特別消禍隊 華の第七
備悟の涙の祝詞が響いた直後、カグヤは静かに扇を閉じ、再び口を開いた。
「念のため伝えておくが――」
白髪の花魁は、神の声のような静けさで告げる。
「バベル王国では、特級能力者は他国に出られぬという理がある。ゆえに、トビと生きていくと決めれば、主もミカド皇国には一歩たりとも戻れぬえ」
麟五の胸がひりついた。
飛梅は知らぬうちに、その鎖に繋がれたということか。
しかし、カグヤは続けた。
「逆に、ミカドからこちらへ来ることはできる。
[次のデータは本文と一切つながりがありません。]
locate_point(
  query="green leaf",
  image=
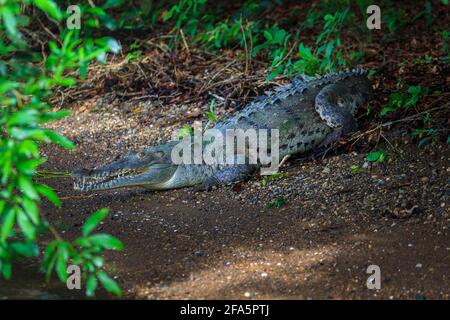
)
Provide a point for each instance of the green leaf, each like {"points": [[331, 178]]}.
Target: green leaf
{"points": [[106, 241], [25, 249], [185, 131], [92, 222], [26, 186], [6, 269], [49, 7], [23, 117], [59, 139], [109, 284], [8, 219], [10, 20], [91, 285], [61, 260], [112, 4], [31, 209], [376, 156], [114, 46], [25, 224]]}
領も拓いたため、観光なら最大一年、政務・学術・商業であれば延長もできよう」
それを聞いて、麟五の胸に救いが落ちた。
飛梅は家族に会えなくなるわけではない。
危険を犯して兄を取り戻そうとしたあの家族想いの少女に、未来がまだ残されていたことへ胸がじんわりほどけていく。
だが次の瞬間。
(……俺は、特別消禍隊だ)
その現実が、容赦なく胸に突き刺さる。
闇ワクチンが普及するまで、屍人の脅威は決して消えない。
そんな時期に、自分だけ離れてよいのか?
麟五は答えを求めるようにプロジェクターの向こうを見た。
山本総局長。
百目頭目西門。
ふたりは――なぜか笑って、視線を横へずらした。
ヌッ!と現れたのは、神保兄弟の父、ガンズであった。
小石川療養所にいるはずの男は、ベッドの上で着ていた黒い浴衣姿のまま。
しかし仁王と呼ばれる双子が小さく見えるほどの巨躯には、画面越しでもわかるほどの覇気が漲っていた。
「ありがとうよ、リンゴ君!」
意外なほど、柔らかい笑み。
だがその背筋は、復活した烈火の不動明王そのものだった。
「お前らのおかげで、すっかり全開したんでな! このままじゃ体力が有り余る無職中年で、シノさんに嫌われちまう」
にかっと笑うその姿に、かつての歴戦で前線を駆けた将の光が甦っていた。
「ーー華の第七は返してもらっていいか?」
その瞬間、麟五の胸で張りつめていたものがふっと軽くほどけた。
(……ガンズ隊長が戻るなら、問題ない)
深川殲滅戦の頃とは組織体制も違う。
第七局に彼が戻ったなら――それはミカドにとって、何よりの僥倖だろう。
山本総局長が画面の奥で腕を組み、低く言う。
「二十四時間の猶予の間、そこにいるお前さんの元部下を貸そう。元部下、だ。今はもう、ガンちゃんの部下だからな」
南海達がびくりと背筋を伸ばす。
「闇属性能力者の索敵が狂う場所じゃ。闇魔素に頼らぬミカドの能力者の方が動きやすいだろう」
そしてガンズが釘を刺すように、しかし温度のある声で続けた。
「貸すだけだぞ。皆を必ず返せ。南海とテッサを隊に、そして烈と剛をシノさんの元へ返さねば、俺がお前を全力で殺す」
そこには隊の父としての温かさと、国の未来を託す覚悟が宿っていた。
そこまで聞いて、麟五の胸に湧いたのは安堵と責務だった。
国は自分がいなくても回る。
代わりに立つ者たちがいる。
「全力ださずに、何が特別消禍隊だ! 全力で行けよ!」
ガンズの発破が背中を押す。
麟五の選択の時は、もう目の前にあった。